Жизнь она и есть жизнь, а вот как тоска скрутит – тогда все, хана, на баранку как на змею гремучую смотришь, свернешь на обочину и сидишь, сидишь, сидишь, сигарету одну за другой смолишь, и словно ничего хорошего – ни позади, ни впереди. Все замазано. Бывает, что и не удержишься – раскупоришь и отхлебнешь – в чувство прийти, но у меня от этого не проходило, от глотка, а больше нельзя – замерзнешь.

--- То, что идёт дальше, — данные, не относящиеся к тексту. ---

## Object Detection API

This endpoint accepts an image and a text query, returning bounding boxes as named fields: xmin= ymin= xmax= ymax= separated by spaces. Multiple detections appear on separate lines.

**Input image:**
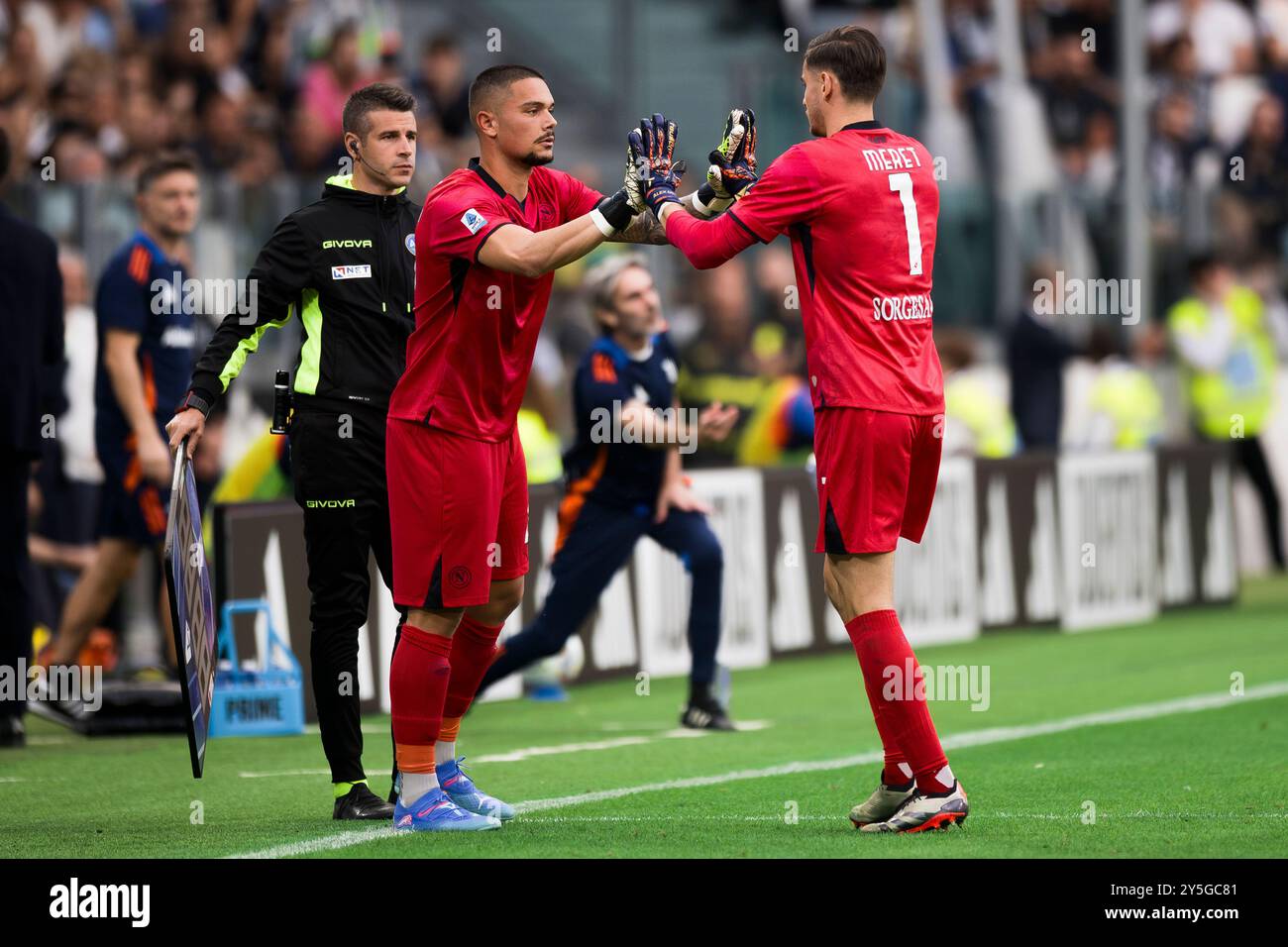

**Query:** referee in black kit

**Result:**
xmin=0 ymin=129 xmax=65 ymax=749
xmin=166 ymin=84 xmax=420 ymax=821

От глотка никакого толку, либо вообще в рот не брать, либо столько – чтоб сразу в отруб. Главное, нутром ведь чувствуешь – замерзнуть пара пустяков. Сам не заметишь, как концы отдашь. И дьявол искушает: давай-давай, самый простой способ, даже двигаться не нужно. Сидишь и сиди себе, мотор только заглушить, а там сон сам тебя найдет. Сначала холодком тебя проберет, зазябнешь чуток, потом и продирать начнет – так, терпимо вполне, если внутри греет, не заметишь, как и задремлешь. Вот и все – считай готов. Был человек – и нет. У нас на трассе частенько так случалось. И поди пойми, отчего так вышло. То ли случайно, то ли сам. То ли пьяный, то ли трезвый и просто устал. Это с нашим братом тоже бывает. Даже во время езды. Не замерзнешь, так в столб или в дерево въедешь. Но я думаю, кое-кто сам уходил. Из-за тоски. Или еще из-за чего.